È l'emblema di questa nuova umanità
la vicenda scritta, tra maggio e giugno, a cima Neutra, da
recuperanti vicentini e alpini del Sesto di Verona. Dopo cento anni,
infatti, qualcuno può portare un fiore laddove furono sepolti
bisnonni e prozii caduti sul fronte nel 1917, tra le alture vicentine
sopra il Comune di Arsiero, e coperti dall'oblio, avviluppati nel
bosco.
Tutto è partito dall'ex cimiterino di
guerra di cima Neutra, inghiottito dalla natura che in un secolo ha
fatto il suo corso riparando le ferite della terra martoriata dalle
deflagrazioni di quell’immane conflitto. Una sessantina di
volontari hanno cercato quel luogo scomparso nella vegetazione, lo
hanno riportato alla luce, hanno ripristinato le croci che indicavano
i luoghi di sepoltura dei soldati che al termine del conflitto furono
traslati nel cimitero di Arsiero.
Seicento ore di lavori condotti da
Manuel Grotto, e l’ex cimitero è riemerso. E durante quella fatica
è spuntato un cippo. Portava i dati di un soldato veronese del
Sesto. I vicentini hanno così avvisato il centro studi Ana di
Verona, di via del Pontiere, coordinato da Giorgio Sartori, che
elaborando il lavoro di ricerca in questi anni condotto da Lucia
Zampieri, da Dario Graziani, laureato in storia, e da Luciano Stocco,
ha avvisato gli «archeologi» della Grande Guerra che gli Alpini del
Sesto lassù erano 16, di cui 9 veronesi. I recuperanti hanno scavato
ancora, riportando alla luce altri due cippi e riaprendo così la
storia di Agostino Bennati, del battaglione Val d’Adige, di Cazzano
di Tramigna, alpino telefonista del quale oggi un pronipote porta il
nome, e dei sergenti Pietro Speri, di Negrar, e Marino Zoppi, del
battaglione Val d’Adige, nato a Monteforte d’Alpone.

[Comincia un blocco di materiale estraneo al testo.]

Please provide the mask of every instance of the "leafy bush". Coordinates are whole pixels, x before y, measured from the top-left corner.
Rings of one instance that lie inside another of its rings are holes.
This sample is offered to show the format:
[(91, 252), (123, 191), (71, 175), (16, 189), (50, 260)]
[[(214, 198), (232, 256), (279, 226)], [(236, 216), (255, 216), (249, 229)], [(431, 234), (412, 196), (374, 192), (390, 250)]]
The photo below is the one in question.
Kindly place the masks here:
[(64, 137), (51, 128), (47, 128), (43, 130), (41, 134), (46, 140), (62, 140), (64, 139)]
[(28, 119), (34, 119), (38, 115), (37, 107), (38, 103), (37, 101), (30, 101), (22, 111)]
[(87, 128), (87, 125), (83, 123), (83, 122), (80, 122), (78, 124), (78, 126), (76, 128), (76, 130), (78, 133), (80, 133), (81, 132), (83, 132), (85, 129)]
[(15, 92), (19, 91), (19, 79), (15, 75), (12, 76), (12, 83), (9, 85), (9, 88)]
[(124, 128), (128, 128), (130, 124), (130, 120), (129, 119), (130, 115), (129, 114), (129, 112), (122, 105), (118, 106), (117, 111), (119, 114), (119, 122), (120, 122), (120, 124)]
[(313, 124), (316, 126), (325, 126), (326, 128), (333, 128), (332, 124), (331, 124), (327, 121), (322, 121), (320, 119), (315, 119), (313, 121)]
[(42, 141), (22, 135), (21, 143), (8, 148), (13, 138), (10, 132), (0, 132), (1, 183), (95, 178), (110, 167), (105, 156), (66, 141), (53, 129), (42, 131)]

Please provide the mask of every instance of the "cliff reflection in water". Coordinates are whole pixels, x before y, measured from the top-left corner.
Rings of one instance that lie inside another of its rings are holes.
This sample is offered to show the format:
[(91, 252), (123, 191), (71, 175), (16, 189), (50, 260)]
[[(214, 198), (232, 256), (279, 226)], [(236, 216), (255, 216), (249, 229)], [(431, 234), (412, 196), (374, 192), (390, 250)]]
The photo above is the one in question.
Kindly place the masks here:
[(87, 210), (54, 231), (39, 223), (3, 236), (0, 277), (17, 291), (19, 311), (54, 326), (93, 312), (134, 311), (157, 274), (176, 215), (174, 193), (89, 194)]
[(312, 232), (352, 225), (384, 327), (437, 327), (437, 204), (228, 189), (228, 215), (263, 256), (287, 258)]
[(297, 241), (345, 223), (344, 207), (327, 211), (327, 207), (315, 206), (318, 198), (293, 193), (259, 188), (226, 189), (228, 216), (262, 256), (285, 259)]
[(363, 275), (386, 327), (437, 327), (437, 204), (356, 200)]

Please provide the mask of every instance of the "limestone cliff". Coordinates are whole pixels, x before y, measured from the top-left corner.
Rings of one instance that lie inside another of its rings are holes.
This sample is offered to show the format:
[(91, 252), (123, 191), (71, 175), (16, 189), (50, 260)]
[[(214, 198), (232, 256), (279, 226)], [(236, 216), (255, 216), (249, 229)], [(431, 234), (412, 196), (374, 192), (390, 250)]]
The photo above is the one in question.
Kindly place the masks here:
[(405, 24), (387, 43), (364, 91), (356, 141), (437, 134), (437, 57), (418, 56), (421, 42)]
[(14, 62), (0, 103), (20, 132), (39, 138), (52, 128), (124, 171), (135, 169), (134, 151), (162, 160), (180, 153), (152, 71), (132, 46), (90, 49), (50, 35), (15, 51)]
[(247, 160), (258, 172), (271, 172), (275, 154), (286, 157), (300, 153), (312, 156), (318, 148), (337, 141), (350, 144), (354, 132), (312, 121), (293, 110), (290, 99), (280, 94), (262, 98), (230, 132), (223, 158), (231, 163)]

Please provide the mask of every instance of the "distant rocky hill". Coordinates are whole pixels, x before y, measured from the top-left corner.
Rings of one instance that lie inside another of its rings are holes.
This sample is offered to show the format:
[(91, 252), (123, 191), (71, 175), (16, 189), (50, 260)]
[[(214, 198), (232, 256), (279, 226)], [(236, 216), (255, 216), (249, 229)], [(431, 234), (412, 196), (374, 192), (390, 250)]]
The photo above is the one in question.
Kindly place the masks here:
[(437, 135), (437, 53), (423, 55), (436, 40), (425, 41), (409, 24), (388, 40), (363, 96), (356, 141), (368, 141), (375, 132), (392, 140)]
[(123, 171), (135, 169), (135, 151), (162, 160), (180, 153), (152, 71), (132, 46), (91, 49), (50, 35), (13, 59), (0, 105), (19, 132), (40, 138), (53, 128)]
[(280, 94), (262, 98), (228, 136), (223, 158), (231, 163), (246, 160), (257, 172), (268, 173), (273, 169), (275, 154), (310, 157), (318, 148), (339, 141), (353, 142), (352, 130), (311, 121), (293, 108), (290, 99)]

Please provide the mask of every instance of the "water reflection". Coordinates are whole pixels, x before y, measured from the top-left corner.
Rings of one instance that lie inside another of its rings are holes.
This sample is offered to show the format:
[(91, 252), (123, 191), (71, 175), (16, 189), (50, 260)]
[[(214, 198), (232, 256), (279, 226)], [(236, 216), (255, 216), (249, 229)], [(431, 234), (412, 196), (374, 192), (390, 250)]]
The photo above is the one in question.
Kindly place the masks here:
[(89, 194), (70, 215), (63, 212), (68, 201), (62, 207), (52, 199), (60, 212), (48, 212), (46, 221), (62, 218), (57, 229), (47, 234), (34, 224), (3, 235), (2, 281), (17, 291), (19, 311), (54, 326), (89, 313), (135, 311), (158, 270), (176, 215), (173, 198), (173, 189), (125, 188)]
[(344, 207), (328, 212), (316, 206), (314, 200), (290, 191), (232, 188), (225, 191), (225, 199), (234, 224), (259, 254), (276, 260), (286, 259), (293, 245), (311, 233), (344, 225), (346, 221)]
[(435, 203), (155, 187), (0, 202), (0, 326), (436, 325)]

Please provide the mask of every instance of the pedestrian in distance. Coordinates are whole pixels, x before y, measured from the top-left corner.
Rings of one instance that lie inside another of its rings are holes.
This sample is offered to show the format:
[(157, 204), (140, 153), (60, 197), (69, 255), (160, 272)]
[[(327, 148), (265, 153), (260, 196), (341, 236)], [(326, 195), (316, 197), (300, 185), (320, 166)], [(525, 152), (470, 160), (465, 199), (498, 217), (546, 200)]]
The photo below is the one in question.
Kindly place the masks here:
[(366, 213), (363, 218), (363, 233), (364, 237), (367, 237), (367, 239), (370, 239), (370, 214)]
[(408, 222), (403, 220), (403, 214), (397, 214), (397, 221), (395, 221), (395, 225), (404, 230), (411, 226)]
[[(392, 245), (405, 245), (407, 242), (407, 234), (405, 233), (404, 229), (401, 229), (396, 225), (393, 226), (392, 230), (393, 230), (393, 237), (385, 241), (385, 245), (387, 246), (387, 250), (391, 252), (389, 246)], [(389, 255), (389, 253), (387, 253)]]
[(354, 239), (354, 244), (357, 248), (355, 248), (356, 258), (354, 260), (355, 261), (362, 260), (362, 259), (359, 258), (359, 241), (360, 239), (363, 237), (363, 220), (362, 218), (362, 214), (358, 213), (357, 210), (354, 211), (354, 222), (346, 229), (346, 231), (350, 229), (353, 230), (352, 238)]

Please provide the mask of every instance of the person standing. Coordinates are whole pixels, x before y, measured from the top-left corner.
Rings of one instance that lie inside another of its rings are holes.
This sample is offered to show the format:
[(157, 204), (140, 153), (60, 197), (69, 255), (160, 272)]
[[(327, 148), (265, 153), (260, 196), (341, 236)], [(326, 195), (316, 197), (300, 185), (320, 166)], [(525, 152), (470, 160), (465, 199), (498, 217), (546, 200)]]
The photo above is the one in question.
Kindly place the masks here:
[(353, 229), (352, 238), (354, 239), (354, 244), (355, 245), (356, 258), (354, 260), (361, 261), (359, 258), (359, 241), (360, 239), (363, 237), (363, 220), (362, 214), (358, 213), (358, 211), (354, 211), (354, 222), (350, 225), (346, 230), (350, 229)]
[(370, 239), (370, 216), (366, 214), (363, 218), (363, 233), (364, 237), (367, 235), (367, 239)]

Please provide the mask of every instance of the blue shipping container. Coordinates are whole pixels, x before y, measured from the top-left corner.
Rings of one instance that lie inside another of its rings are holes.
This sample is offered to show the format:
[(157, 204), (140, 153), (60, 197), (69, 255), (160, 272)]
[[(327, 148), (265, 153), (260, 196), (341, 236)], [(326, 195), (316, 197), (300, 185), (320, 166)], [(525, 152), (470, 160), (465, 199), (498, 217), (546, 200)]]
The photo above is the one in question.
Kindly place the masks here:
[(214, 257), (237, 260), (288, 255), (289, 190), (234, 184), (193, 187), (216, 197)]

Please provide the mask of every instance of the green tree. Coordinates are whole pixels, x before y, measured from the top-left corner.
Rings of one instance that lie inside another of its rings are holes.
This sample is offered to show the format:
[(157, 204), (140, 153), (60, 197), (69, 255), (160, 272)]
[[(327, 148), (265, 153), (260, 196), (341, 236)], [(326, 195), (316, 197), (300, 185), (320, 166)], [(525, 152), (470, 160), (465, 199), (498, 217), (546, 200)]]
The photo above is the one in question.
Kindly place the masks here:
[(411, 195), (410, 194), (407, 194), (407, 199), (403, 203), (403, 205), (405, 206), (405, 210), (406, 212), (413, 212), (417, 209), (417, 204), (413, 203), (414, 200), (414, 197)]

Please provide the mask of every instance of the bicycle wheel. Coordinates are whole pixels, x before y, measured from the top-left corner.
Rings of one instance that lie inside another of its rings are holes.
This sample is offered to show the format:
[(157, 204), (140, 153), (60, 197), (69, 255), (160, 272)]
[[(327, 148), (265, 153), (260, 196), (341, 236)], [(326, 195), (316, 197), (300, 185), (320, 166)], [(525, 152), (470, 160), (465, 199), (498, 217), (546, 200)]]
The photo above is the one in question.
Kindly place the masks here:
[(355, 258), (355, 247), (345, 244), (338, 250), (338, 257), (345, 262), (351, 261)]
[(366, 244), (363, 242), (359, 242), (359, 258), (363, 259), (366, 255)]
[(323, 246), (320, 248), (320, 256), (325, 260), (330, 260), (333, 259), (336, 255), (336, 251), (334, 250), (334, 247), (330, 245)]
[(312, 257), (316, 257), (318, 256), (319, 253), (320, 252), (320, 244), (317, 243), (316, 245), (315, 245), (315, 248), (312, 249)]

Tocca poi al centro studi di Verona
ricostruire che Zoppi e Speri muoiono insieme il 30 giugno 1917 a
località Redentore sul monte Cimone, entrambi medaglia d’argento
al valor militare perché - addetti alla sezione mitragliatrice - per
meglio colpire un riflettore nemico, si offrono volontari per
trasportare l’arma in un luogo battuto dall’artiglieria nemica. E
che Bennati, già ferito nel 1915 a malga Zures (altro luogo simbolo
per gli alpini del Sesto), muore in località Cismon, sulle alture
vicentine, il 3 agosto 1917.
Ma il ruolo del centro Ana è stato
determinante non solo per ricostruire gli ultimi istanti di vita di
quei soldati, ma anche per ritrovarne i parenti che avevano cercato
invano i loro cari, girando di sacrario in sacrario, e che, con i
recuperanti vicentini e gli alpini veronesi, sono saliti a cima
Neutra a giugno dove, in una accorata cerimonia, hanno potuto
ricordarli e poi raggiungerne le tombe: Zoppi e Bennati ad Arsiero ne
hanno una individuale, probabilmente perché fu trovata la targhetta
di riconoscimento. Gli altri sono sepolti nel sacrario collettivo.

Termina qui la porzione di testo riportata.